Le blogueur antiféministe Jean-Claude Rochefort a fait preuve d’un « mépris flagrant et inacceptable » pour le système de justice en faisant faux bond à la sélection du jury de son procès. L’adorateur de Marc Lépine a ainsi perdu son droit d’être jugé par ses pairs, a tranché le tribunal vendredi.

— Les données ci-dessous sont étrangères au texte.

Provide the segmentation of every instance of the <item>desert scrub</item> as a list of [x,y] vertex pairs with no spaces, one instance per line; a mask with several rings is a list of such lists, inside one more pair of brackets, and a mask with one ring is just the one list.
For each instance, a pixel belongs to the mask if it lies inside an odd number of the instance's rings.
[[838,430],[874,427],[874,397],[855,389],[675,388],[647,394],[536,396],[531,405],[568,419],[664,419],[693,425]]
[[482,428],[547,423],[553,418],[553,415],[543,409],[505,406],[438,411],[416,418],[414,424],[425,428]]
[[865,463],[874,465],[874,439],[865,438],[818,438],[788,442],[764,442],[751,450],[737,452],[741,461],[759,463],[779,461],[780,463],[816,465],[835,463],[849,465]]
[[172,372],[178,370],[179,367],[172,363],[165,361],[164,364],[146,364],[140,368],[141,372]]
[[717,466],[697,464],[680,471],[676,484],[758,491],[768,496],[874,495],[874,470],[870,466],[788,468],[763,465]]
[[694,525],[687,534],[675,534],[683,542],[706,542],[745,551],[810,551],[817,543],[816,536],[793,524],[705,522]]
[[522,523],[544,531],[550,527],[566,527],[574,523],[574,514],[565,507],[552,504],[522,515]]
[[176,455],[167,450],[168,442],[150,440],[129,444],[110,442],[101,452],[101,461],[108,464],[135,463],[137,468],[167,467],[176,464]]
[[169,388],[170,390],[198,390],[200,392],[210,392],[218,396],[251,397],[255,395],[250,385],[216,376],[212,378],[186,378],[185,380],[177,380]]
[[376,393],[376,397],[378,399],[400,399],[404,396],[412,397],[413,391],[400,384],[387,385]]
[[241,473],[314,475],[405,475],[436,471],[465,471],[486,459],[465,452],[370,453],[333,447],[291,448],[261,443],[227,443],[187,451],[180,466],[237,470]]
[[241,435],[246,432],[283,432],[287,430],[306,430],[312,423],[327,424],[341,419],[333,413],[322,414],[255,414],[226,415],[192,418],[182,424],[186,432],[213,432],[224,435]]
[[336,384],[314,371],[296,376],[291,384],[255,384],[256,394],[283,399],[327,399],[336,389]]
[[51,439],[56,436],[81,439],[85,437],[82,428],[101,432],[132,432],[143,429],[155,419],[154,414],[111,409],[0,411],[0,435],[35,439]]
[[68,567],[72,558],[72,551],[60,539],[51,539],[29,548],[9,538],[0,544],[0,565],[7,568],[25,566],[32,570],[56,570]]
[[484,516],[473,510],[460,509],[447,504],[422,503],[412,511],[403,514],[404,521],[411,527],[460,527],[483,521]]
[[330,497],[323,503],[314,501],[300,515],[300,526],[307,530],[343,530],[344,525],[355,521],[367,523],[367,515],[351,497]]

Le procès de Jean-Claude Rochefort pour avoir volontairement fomenté la haine contre les femmes devrait donc s’amorcer dès lundi au palais de justice de Montréal devant un juge seul. Notons qu’il est rarissime qu’un accusé perde ainsi son droit à un procès devant jury.

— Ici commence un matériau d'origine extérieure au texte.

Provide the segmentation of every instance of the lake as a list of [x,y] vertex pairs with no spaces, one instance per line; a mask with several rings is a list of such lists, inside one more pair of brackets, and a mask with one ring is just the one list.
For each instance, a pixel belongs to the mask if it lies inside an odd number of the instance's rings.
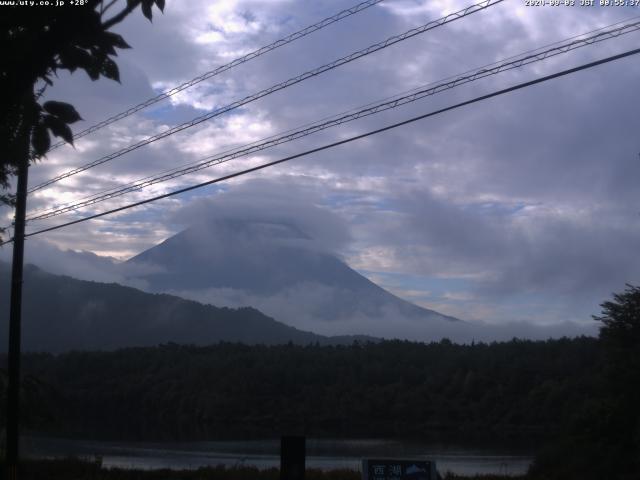
[[[195,469],[204,466],[279,467],[280,441],[212,441],[181,443],[105,442],[24,437],[22,452],[32,458],[101,456],[105,467]],[[307,439],[307,467],[361,470],[363,458],[435,460],[440,472],[461,475],[520,475],[532,455],[507,450],[420,444],[380,439]]]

Le blogue antiféministe de l’homme de 73 ans est au cœur de ce procès. En 2019, Jean-Claude Rochefort a louangé le tueur Marc Lépine dans des publications parues avant les commémorations du féminicide de masse de la Polytechnique. Dans ses écrits, il invitait les femmes à célébrer « la fête de Saint-Marc-Lépine », puis encourageait les « disciples » de Marc Lépine « à polir leur carabine ». Selon l’accusé, Marc Lépine avait « redonné de la dignité aux hommes ».

Plus de deux ans plus tard, son procès devant jury devait s’amorcer lundi matin avec la sélection du jury. Plus de 230 citoyens s’étaient ainsi présentés au palais de justice. Or, Jean-Claude Rochefort a « volontairement et de façon intentionnelle choisi de ne pas se présenter », a conclu le juge Pierre Labrie vendredi matin. « Son comportement défie l’entendement », a-t-il renchéri.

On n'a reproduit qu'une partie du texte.